Hace unos meses nos juntamos con un ex compañero de trabajo a tomar un café. Hacía demasiados años que no nos veíamos, y en medio de la charla, surge su nueva afición: cambiar la bebida con la que habitualmente cenaba, por el vino. Lo invité a que nos siguiera en la web y quedamos en ir juntos a una feria de “altos vinos” en las próximas semanas.
Efectivamente nos juntamos, y empezamos a recorrerla. Su vino favorito es uno que a mí, personalmente me parece muy sobrevaluado, tanto en precio como en calidad. El responsable directo es la impresionante inversión en marketing directo e indirecto que hace la bodega. Casi finalizando el recorrido, nos encontramos con otro ex compañero de trabajo, periodista él, y un opinólogo profesional del vino. Tres de los cuatro habíamos trabajado juntos en el multimedios más importante de Argentina, nos conocemos de ahí. El opinólogo se le había “prendido” al “periodista” por clara conveniencia.
El diálogo fue normal hasta que el periodista le dijo a mi amigo algo así como: “dejá de gastar plata en este tipo de eventos, que a vos no te suman. Te falta mucho vino de mesa antes de que puedas apreciar una de estas joyas”.
Excelente ejemplo de cómo podés matar un producto, o mucho peor, matar a un consumidor.
Ni el “periodista”, ni el opinólogo tienen formación alguna en el vino. No son enólogos, ni agrónomos, ni siquiera han podado una planta. No tienen idea de cuándo la uva está lista y cuándo le falta una semana o se pasó tres días de la cosecha. Se vanaglorian de “degustar mil vinos por año”. Es como si una administrativa que imprime diez mil laboratorios por año, tuviera autoridad para hablar de la fórmula leucocitaria, o para discutir con un hematólogo si un paciente debe recibir tratamiento o no. En el medio, el incipiente consumidor de vino, vuelve a su bebida tradicional, porque un “par de pájaros” –como en la canción del Paz Martínez- le descalificaron sus aptitudes sensoriales.

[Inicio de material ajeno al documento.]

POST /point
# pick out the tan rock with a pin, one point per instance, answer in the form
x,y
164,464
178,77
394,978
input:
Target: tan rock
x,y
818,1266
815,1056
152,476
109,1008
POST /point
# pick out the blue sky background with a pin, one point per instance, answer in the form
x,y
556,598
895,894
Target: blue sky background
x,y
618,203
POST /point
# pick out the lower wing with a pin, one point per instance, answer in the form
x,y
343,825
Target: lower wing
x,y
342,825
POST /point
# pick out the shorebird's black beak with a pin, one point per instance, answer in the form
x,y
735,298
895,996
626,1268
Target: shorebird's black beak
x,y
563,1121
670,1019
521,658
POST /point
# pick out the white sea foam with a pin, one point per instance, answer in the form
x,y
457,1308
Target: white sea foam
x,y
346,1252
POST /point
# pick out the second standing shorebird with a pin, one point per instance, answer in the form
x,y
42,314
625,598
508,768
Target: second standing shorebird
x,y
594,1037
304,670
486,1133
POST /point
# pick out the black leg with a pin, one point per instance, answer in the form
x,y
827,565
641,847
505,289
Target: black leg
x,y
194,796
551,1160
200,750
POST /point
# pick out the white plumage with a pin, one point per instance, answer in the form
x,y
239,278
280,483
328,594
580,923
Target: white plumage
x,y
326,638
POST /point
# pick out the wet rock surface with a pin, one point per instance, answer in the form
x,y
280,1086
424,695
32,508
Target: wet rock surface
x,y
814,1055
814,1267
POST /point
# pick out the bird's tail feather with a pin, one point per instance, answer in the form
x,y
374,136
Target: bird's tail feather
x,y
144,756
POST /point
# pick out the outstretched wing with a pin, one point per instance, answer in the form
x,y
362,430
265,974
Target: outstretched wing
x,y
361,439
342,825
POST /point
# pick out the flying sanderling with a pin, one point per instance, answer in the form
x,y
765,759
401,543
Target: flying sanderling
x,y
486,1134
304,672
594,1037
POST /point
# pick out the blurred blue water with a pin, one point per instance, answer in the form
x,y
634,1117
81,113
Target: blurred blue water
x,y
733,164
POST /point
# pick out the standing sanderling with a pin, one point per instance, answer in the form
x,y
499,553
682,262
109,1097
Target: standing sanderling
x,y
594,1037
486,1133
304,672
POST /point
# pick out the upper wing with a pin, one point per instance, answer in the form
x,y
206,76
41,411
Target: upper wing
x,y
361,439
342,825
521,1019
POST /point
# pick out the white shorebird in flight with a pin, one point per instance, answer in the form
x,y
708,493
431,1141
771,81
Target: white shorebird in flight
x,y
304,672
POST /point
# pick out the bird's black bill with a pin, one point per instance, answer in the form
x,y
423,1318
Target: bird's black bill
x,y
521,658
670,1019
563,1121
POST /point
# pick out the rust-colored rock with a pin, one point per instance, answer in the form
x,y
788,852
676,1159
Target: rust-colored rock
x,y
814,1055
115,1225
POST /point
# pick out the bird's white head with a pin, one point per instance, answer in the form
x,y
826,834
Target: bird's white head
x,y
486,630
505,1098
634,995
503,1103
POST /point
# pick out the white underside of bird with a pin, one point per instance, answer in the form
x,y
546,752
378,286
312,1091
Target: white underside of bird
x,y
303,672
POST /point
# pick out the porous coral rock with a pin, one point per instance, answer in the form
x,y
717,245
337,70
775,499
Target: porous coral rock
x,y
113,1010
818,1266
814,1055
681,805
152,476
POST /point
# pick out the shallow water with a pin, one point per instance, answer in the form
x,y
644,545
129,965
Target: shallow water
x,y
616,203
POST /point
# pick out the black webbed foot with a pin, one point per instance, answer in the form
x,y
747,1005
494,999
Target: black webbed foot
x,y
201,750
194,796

La semana pasada volvimos a juntarnos para cenar. Al mirar la carta, se me ocurrió buscar alguna nota de Michel Rolland –sí, el tipo que cambió la forma de hacer vino en el mundo-, y como caída del Cielo, aparece la frase propicia para el momento:
Hay muchas personas que catan y dan consejos, pero lo más importante es el gusto personal. El vino que te gusta es el buen vino. No importa si el que te gusta para mí es una porquería. Hay tantos que no es fácil elegir pero se puede ir probando. Puedes comprar una botella, que no supone un gran riesgo económico, y tirarla si no te gusta. No hace falta buscar un catador famoso. ¿Qué soy yo? Un tipo que cata todos los días desde hace 40 años. Un consumidor normal no puede tener esa cultura. A mí me gustaría que la gente se fijase en su gusto personal. He visto gente catando en una mesa y decir que un vino estaba bueno porque alguien le había dado 95 puntos, pero se veía en su cara que no le había gustado tanto.
Frente a su cara de alegría por lo leído, me pidió que eligiera un vino para la ocasión. Le dije que no elegiría el que a él le gusta, porque era hora de que empezara a probar otras cosas, para comparar. La moción fue aprobada. El vino, como siempre ya que es uno de los mejores clásicos del país, estaba de maravillas y mi amigo quedó enamorado del etiqueta amarilla, tanto que se olvidó del marketinero anterior.
A los bodegueros y sus agencias: cuidado con lo que apañan, tal vez se les vuelva en contra.
A los amigos: no le hagan caso a los charlatanes de turno, prueben, descubran, disfruten de una copa de vino cada vez que puedan y dejen que sus sentidos experimenten por sí mismos.